[HGG02-P03] Cost sharing and free water policy in semi-arid rural Kenya
Keywords:Domestic water supply, rural areas, Kenya
The waterworks and boreholes with support of NGO, JICA, etc. in the study area have supplied water with the cost sharing principle, especially after the water sector reform by 2002 and the 2016 Water Acts. On the other hand, in 2013 and afterwards, the transfer of water supply authority from the National to County governments progressed, and in Machakos, the Governor and Members of County Assembly (MCAs) established many new boreholes towards the general elections in 2017, beginning to supply people free water. This study reports water uses among the people, the relation between cost sharing water provision and free water policy, and the influence of politicization of water provision on its socio-economic sustainability, especially focusing on the following two points.
(1) Catchment areas of water sources and water use
Many existing studies do not consider that water may be used for a productive purpose. This study therefore selected sample households supposing competition between domestic water use and water supply for dairy cattle. It conducted a household random sampling (20%) in 16 Kilembwa villages with the waterworks network nearby and comparatively many dairy cooperative members, and in 9 Kangii village with no waterworks and few cooperative members. It conducted around 200 interviews with these sampled households and cooperative members in the area.
(2) The influence of County free water policy on cost sharing principle of existing boreholes
An NGO-supported borehole with cost sharing principle started to operate in 2009, but it was suspended due to accounting problem of its water committee. The County Government, with an initiative of a local MCA, took over and rehabilitated it, and is supplying people free water from 2017. Views of the local administrative officers and water committee members on this free water policy are in disagreement: some are in the skeptical opinion which casts doubt on the financial strength after the next elections, and others credited the positive statement that understands and supports the policy as encouraging water supply to the poor and avoiding the accounting problem.
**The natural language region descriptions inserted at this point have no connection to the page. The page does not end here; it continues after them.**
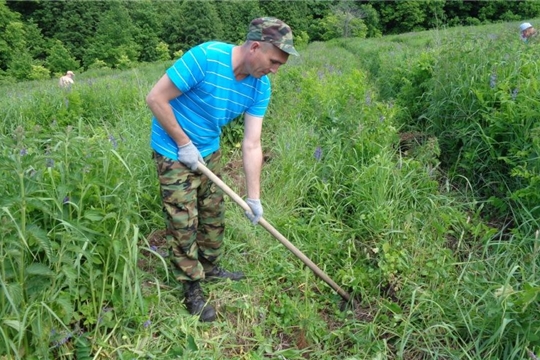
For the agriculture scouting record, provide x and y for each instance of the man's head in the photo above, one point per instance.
(273, 31)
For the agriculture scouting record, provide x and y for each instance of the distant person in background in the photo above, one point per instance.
(208, 87)
(67, 80)
(527, 31)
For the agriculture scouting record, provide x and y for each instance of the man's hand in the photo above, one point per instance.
(256, 210)
(190, 156)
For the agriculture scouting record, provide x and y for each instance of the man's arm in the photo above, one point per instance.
(252, 155)
(158, 102)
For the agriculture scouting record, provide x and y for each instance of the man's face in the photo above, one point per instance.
(266, 58)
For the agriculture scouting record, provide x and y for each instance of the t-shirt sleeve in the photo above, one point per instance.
(258, 109)
(189, 70)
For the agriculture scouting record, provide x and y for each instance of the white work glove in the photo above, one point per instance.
(190, 156)
(256, 210)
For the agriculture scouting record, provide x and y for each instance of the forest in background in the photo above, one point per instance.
(42, 39)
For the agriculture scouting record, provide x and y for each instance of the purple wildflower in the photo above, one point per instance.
(113, 141)
(318, 153)
(493, 80)
(514, 94)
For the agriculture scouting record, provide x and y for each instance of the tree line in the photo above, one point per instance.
(41, 39)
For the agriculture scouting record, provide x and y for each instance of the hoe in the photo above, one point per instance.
(275, 233)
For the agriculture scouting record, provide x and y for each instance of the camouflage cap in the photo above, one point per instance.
(274, 31)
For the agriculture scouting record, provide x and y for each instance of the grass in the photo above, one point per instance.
(83, 274)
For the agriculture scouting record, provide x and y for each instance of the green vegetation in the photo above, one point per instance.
(44, 39)
(399, 165)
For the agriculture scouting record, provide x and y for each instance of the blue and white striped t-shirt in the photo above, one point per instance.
(211, 98)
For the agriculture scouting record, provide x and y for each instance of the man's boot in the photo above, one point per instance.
(218, 273)
(196, 303)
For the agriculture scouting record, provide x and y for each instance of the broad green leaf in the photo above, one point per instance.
(39, 269)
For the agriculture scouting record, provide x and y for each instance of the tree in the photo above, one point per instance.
(59, 59)
(148, 27)
(11, 34)
(194, 22)
(235, 16)
(113, 41)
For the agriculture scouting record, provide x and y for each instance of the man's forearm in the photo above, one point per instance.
(252, 159)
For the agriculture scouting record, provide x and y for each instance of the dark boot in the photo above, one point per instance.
(218, 273)
(196, 303)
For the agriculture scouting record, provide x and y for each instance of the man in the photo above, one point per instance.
(67, 80)
(205, 89)
(526, 31)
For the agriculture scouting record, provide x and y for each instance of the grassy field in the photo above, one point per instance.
(353, 177)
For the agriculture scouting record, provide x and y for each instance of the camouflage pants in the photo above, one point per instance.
(194, 214)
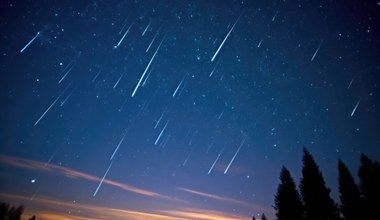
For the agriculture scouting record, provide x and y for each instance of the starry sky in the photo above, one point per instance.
(153, 109)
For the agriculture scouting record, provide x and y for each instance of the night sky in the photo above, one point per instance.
(181, 109)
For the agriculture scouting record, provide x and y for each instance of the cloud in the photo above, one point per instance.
(38, 165)
(226, 200)
(49, 208)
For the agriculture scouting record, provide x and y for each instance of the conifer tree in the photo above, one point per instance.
(316, 196)
(288, 203)
(369, 174)
(351, 203)
(263, 217)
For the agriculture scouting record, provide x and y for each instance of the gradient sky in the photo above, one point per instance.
(180, 109)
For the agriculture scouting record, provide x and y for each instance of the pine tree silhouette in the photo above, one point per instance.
(8, 212)
(316, 196)
(287, 201)
(369, 174)
(352, 206)
(263, 217)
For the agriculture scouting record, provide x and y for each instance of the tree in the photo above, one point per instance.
(369, 174)
(8, 212)
(351, 206)
(287, 201)
(263, 217)
(316, 196)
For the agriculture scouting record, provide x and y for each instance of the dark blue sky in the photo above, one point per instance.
(192, 107)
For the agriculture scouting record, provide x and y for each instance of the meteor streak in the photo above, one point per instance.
(225, 38)
(146, 69)
(31, 41)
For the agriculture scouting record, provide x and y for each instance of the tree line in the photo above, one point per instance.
(8, 212)
(313, 201)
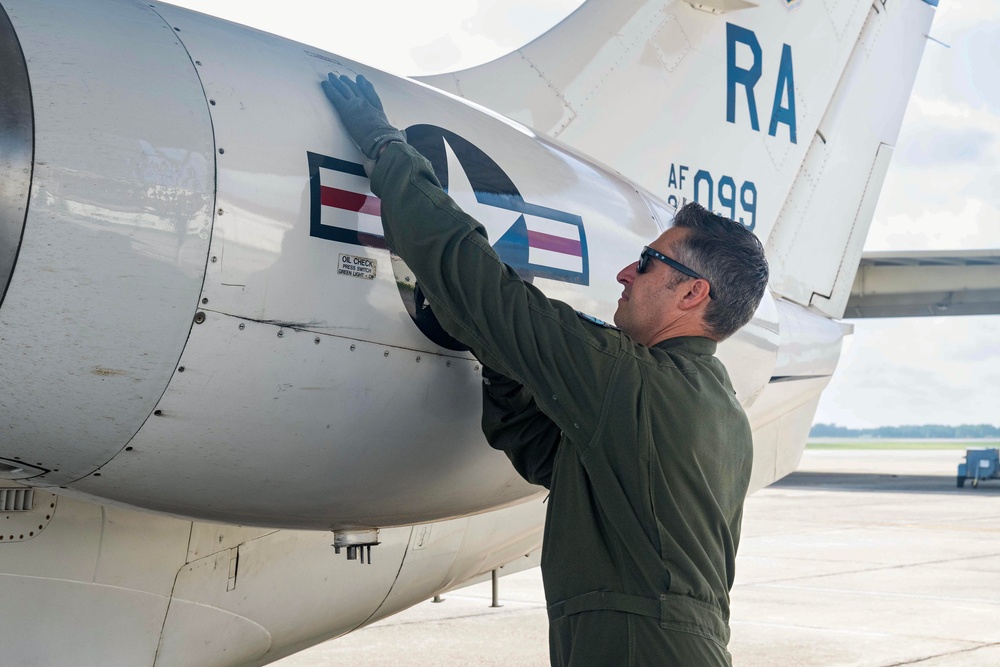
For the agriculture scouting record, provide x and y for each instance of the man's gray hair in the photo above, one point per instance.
(731, 258)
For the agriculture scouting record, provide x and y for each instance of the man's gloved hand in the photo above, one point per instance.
(361, 112)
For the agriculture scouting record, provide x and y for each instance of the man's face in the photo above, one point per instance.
(646, 307)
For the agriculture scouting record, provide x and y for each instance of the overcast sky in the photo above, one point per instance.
(941, 192)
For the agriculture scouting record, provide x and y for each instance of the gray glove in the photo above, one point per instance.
(361, 112)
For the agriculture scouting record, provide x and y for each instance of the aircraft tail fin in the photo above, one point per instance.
(780, 115)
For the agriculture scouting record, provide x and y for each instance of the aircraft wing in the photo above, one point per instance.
(926, 283)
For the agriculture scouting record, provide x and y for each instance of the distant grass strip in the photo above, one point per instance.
(876, 443)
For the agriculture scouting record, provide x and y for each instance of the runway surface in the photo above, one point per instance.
(861, 559)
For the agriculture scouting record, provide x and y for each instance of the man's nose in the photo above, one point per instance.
(628, 274)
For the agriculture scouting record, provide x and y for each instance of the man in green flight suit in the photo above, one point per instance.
(636, 430)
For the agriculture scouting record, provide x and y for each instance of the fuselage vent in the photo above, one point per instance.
(16, 500)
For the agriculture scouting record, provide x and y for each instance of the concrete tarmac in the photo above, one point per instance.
(860, 559)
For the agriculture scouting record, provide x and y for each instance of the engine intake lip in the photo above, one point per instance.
(16, 148)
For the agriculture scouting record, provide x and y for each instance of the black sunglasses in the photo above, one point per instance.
(648, 252)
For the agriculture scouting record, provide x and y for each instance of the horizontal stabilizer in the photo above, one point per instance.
(925, 284)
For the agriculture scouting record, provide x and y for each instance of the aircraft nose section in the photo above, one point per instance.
(16, 147)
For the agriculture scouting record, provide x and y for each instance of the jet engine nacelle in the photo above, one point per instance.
(203, 318)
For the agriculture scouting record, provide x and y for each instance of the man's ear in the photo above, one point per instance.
(694, 293)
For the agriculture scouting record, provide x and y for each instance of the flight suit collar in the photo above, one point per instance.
(692, 344)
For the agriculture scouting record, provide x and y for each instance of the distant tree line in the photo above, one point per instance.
(925, 431)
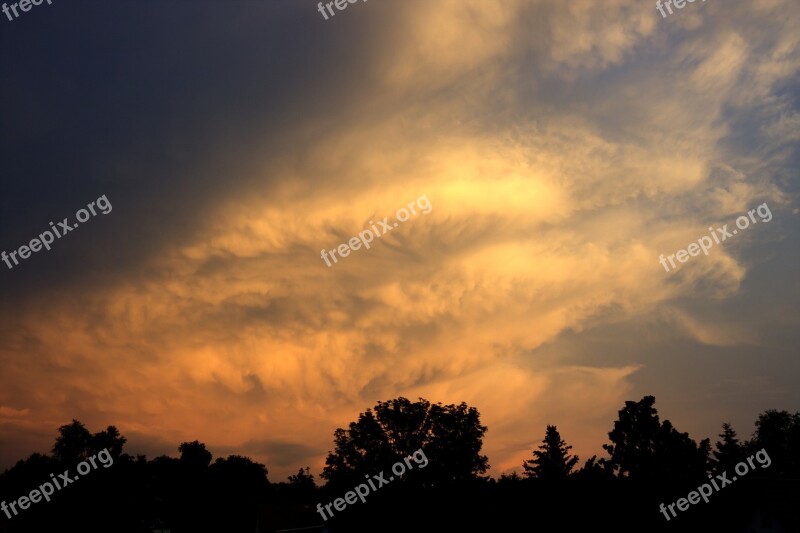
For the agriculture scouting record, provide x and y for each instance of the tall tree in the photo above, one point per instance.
(729, 450)
(451, 437)
(552, 460)
(73, 444)
(778, 433)
(645, 449)
(195, 455)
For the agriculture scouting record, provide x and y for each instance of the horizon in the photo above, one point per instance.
(240, 271)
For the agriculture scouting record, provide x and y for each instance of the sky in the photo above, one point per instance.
(562, 148)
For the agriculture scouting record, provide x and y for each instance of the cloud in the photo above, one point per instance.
(560, 163)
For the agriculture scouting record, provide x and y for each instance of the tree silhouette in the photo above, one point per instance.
(552, 460)
(195, 455)
(450, 435)
(778, 432)
(303, 479)
(729, 450)
(642, 448)
(110, 440)
(73, 444)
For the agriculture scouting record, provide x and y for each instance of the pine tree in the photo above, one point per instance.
(552, 459)
(729, 451)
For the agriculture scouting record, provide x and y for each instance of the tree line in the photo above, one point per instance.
(648, 462)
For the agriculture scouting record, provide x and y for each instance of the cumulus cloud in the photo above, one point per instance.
(559, 163)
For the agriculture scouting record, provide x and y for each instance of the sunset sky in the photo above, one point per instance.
(563, 146)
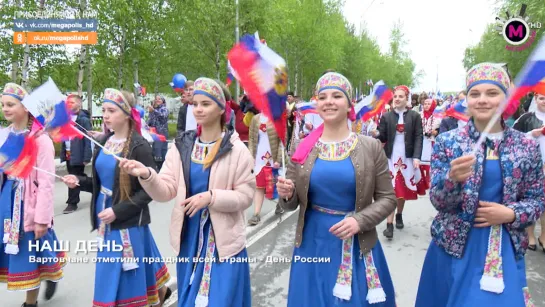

Since the cost sharing borehole supported and established by JICA in 2013 was located in the neighborhood of the above-mentioned rehabilitated county borehole with free water, the number of its users decreased, and in spite of water abundance, it stopped operating in 2017 after the vicious circle of a pump fuel financial deficit, a lowering utilization level, and rising "salt" concentration.
The study found some cases in which an NGO and church institution refused to make free their water provision despite the request by the County Government and a ruling party MCA, and a case where the same request resulted in refusal and interruption of an NGO borehole development. This is because they tried to secure socioeconomic sustainability of water supply and avoid politicization of borehole provision by those in power.